National Wolf Awareness Day is from 11 a.m.-3 p.m. on Saturday, October 15, and Big Bear’s Zoo is well suited to celebrate since it’s home to three separate gray wolf packs—one of the largest populations in captivity in the country.
Join the zoo, one of only two alpine zoos in the country, for fun activities while keepers dispel myths about the so-called “Big Bad Wolf.” The zoo really has three distinct packs, making it one of the best places to observe wolf behavior around. Nine wolf pups born spring 2009 and their elders formed a social hierarchy that evolved into three packs and not all play well with the others. Even as the zoo prepares to move it has had to shuffle enclosures to accommodate the packs.
Keeper Christy McGiveron bottlefed and hand-raised four of the pups while former curator Debbie Richardson raised the other five, human interaction that keeps them from being released in the wild. Still the wolves do what wolves do, establishing a pecking order.
Logan and Noele, the two highest ranking females out of the nine-pup liter, have been separated from the others and are in a pen near the education center because they go after lower-rank siblings. Interestingly they were the runts of the liter, but that just made them grow up tough.
The main pack of seven wolves has formed a hierarchy with larger Blair top dog as alpha male. At the other end of the spectrum there’s Bayou, the smallest and lowest ranking female and it’s easy to pick her out of the pack, not by her dark black with red coloring but her actions.
Then there’s Truck, a low ranking male that usually shies away to the back of the enclosure. Sadly one of the wolves, Legend, died of cancer last year.
Navarre, the pups’ father, lives in yet another enclosure, the head of his own pack. He’s joined by Nova, sister of Wakiza, the wolves’ mother who passed from throat cancer.

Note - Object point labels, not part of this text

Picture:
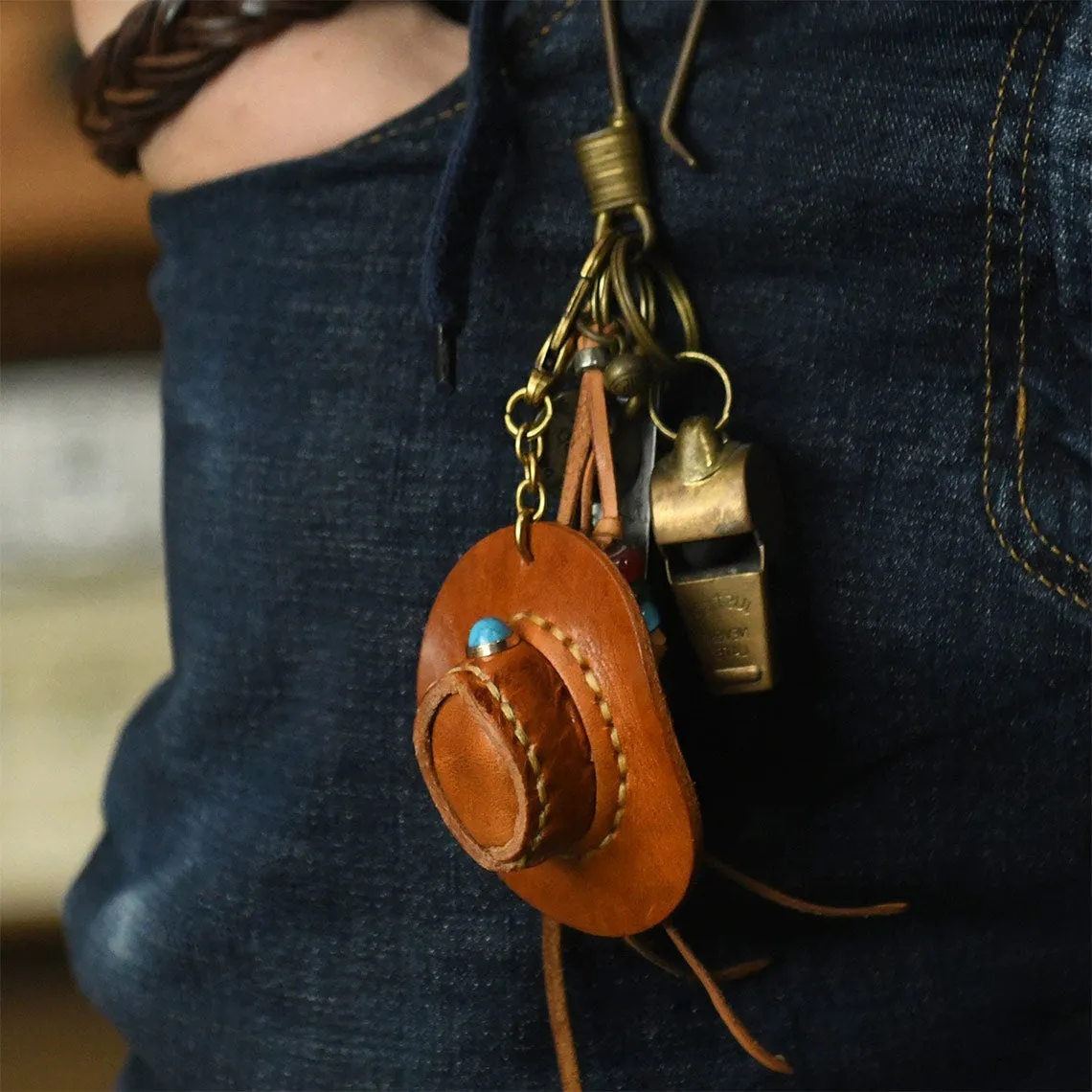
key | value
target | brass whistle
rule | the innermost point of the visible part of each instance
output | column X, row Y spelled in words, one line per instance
column 716, row 512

All wolves are gray wolves, with arctic and timber subspecies—the zoo’s population falls into the latter category. As intense as the 44 sharp teeth are, the eyes are piercing in their own right…a fierce olive-green that’s deep and mysterious. Their bone-chilling howls during Flashlight Safaris are intense but they don’t howl just at night. Even during daytime they sometimes let loose with howls, especially if the coyotes are making noise.
In the wild, a wolf pack goes after 400 lb. elk. Since there aren’t any in Big Bear, zoo wolves have to settle for bear chow, steaks, pork and whole chicken. About 30-80 pounds a day worth for the three packs, depending on the time of year. In the wild, these top tier predators only live about five to seven years—estimated life-span in Yellowstone is just 3.4—but in captivity age expectancy doubles.
The zoo is open daily from 10 a.m.-4 p.m. Admission is $12, $9 ages 3-10/60 and over, under three free.